From REKTIKANO 9’s upcoming Straight Up! Section:
We got a lot to learn from winning our first UAAP general championship.
One, that constant hardwork, even in the face of the elusiveness of the things we desire, is always worth it. It builds us strong – it steels us, until it becomes a habit, and it has for our dedicated athletes. Their bodies have acquired the language of hardwork to a point that what they do no longer is work. It has grown into passion. And when people are passionate, good things eventually, inevitably flower.
Second, how there can even be no such thing as elusiveness, just things unseen. Our athletes, I bet, did not nag themselves every training second with the thought that we have never been general champions. Athletes, when they are in the heat of their physical exertions, see only the moves they are making – the sharp spike that can cut through the opponent’s raised arms, the opening towards the goal, the finish line. Perhaps a few already hear the cheers, see the falling confetti, or the glitter of the golden trophy. Point is, the best athletes do not have their eyes set on what they do not have. They are too much in the moment, too strong that they can see glorious possibilities. Champions trust. Winners believe that more than being capable of winning, they are already winners, from the start. Their truth is this – victory is here, it’s happening.
And what does this first general championship further signify, apart from all of us being champions from the start? It stands for a beginning. If there’s a first, we can now begin counting. We are at the gateway of more, unimaginable good things to come. I see a long, infinite line of championships.
* * *
I beg for the indulgence of my fellow Lasallians as I take some space in thanking the DLSAA.
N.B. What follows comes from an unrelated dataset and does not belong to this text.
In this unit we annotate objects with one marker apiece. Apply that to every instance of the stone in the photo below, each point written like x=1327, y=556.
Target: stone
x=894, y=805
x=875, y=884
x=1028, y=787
A few months ago, after a series of some major life-changing personal and professional decisions, and during a moment of realization yet again that in my life, my greatest gift is my writing, I sat down to work on four essays which I fielded under the creative non-fiction category of the Silliman University National Writers Workshop. The workshop is the country’s premier creative writing workshop, the oldest of its kind in Asia, and has produced a great number of the country’s leading poets, fictionists, essayists and playwrights which includes Lasallians. I have applied before and have been rejected, so the latest application felt casual. I was no longer giddy and excited, and all throughout my writing, I just felt a calm surrender. And without neediness and with just sheer joy that I was able to write, I actually recognized the possibility of earning the fellowship.
At the same time, I knew I had no immediate means of reaching Dumaguete. I did not even have anything to buy plane tickets. But it did not matter. I guess just as in the case of an athlete focused, what only mattered to me was I had to write. I knew that as long as I wrote, somehow, all the rest will fall into place.
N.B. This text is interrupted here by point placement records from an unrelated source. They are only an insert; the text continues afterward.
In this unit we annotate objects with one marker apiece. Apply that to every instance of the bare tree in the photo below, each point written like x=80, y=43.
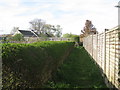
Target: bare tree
x=14, y=30
x=37, y=25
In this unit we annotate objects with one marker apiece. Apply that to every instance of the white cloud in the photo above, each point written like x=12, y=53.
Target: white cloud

And it did. I earned the fellowship. I am grateful. But I soon had to confront the question: how do I get there? I was advised to buy tickets right away to avail of lower rates, and to have just-in-case funds for food and extra transportation for three weeks, especially since fellows are only given a partial reimbursement of transportation expenses and a decent stipend. And because I had to do something fast, and since all I can really do is write, I wrote to my fellow officers and asked for quick-paying writing projects, so that I may raise the funds. In just a few hours, instead of the work I was asking for, my roundtrip ticket was sponsored, and I received pledges of an amount enough to feed me for a whole month. It was as if I earned a writing grant, a grant from people who trust me and who see the worth of what I was striving for. I felt overwhelmed. How can these people exist? And how can I even ask such a silly question? Perhaps it’s from my not being full-bred green – I have not been raised to trust and have only recently discovered it, trust, after having been immersed in the company of Lasallians.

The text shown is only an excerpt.